P Gallacher, C Wilson, B Jones
bursitis, calcinosis, elbow
P Gallacher, C Wilson, B Jones. Tumorous Calcinosis an Unusual Case of Olecranon Bursitis. The Internet Journal of Orthopedic Surgery. 2007 Volume 9 Number 2.
A 49 year old woman presented to our orthopaedic department with pain and swelling
of the right elbow consistent with olecranon bursitis. Her past medical history included the genetic condition Tumorous calcinosis which is an extremely rare genetic condition characterised by hyperphosphatemia, elevated serum 1,25 dihydroxyvitamin D and peri articular tumorous calcifications. This is a different clinical entity to the calcinosis seen in renal failure patients.
She was treated with surgical excision and made a full recovery. We discuss the pathology and management of this rare condition.
Work carried out at the Department of Orthopaedic Surgery Glasgow Royal Infirmary
A 49 year old lady presented to the accident and emergency department with pain and swelling of the posterior aspect of her right elbow. The symptoms had initially begun two months previously. Over the preceding fortnight she had developed severe pain, swelling and erythema over her right olecranon with a decreased range of elbow movement. There was noted to be a past medical history of tumorous calcinosis requiring previous shoulder and elbow debridement 10 yrs previously. On examination she had a tense swelling of her olecranon bursa with associated erythema (Fig 1) and a reduction in flexion and extension of the elbow but no restriction of forearm rotation.
Plain radiographs demonstrated multiple calcified lesions in the triceps tendon and surrounding tissues (Fig 2).
The patient was taken to theatre and the elbow was explored through a posterior incision. The ulnar nerve was identified and protected throughout the procedure. Interoperatively the olecranon bursa was found to be inflamed and infiltrated with calcified tissue (Fig 3), which was excised.
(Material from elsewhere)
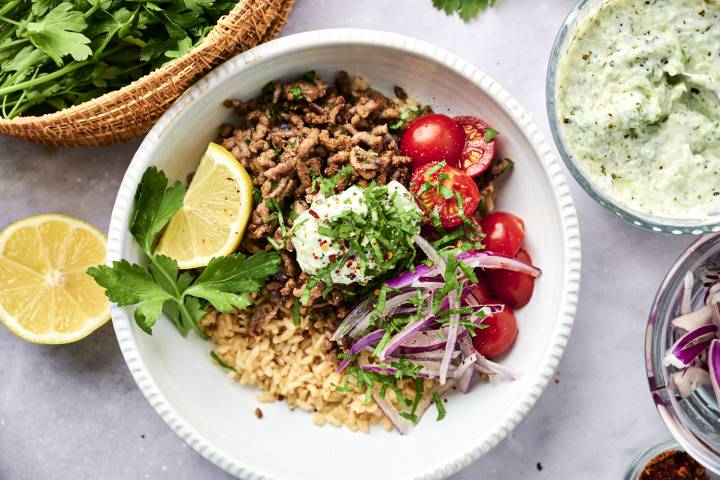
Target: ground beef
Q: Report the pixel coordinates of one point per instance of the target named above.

The calcified deposits in the triceps tendon were also excised. The triceps tendon itself was not removed and remained intact at the procedures end. Samples were sent for pathological and microbiological investigation. The wound was closed and the elbow immobilised in a plaster elbow backslab for one week. Post operatively the patient regained full range of elbow movement and the wound healed uneventfully without infection or recurrence (radiographic or clinical) after 2 years. The pathology demonstrated nodules of amorphous calcified material bordered by a florid proliferation of macrophages and multinucleated, osteoclast like giant cells separated by bands of dense fibrous tissue. These features are consistent with tumoural calcinosis
Tumorous calcinosis is a rare autosomal dominant condition with variable penetration 1 affecting approximately 100 people worldwide 2 mainly of African descent 3 and is a separate entity from other forms of calcinosis due to renal failure or parathyroid dysfunction. It is characterised by disorders of phosphate and calcium metabolism. The clinical features include renal dysfunction and skeletal complaints and the condition normally presents within the second and third decades of life 2 . Tumoral calcinosis was first described in 1898 by Giard 4 and was named in 1943 by Inclan 5 . Previous cases affecting the knees, hips 6 and spine 7 have been reported. The condition causes calcified masses to form near to and within joints and can cause pain and loss of function. The only previous case described around the elbow involved the biceps tendon. 8 It has also been described as a rare cause of carpal tunnel syndrome at the wrist 9 .
Treatment consists of phosphate-binding antacids (aluminium hydroxide) together with dietary phosphate and calcium deprivation 10 . Calcified masses are excised when symptomatic. 11
Tumorous Calcinosis is a rare genetic disorder that has musculoskeletal manifestations that may lead to unusual presentations of joint pain and swelling. The presentation can mimic common disorders such as infective bursitis/ septic arthritis but the calcified deposits can be easily seen on plain radiographs. The surgical excision of these calcific lesions can lead to a resolution of symptoms.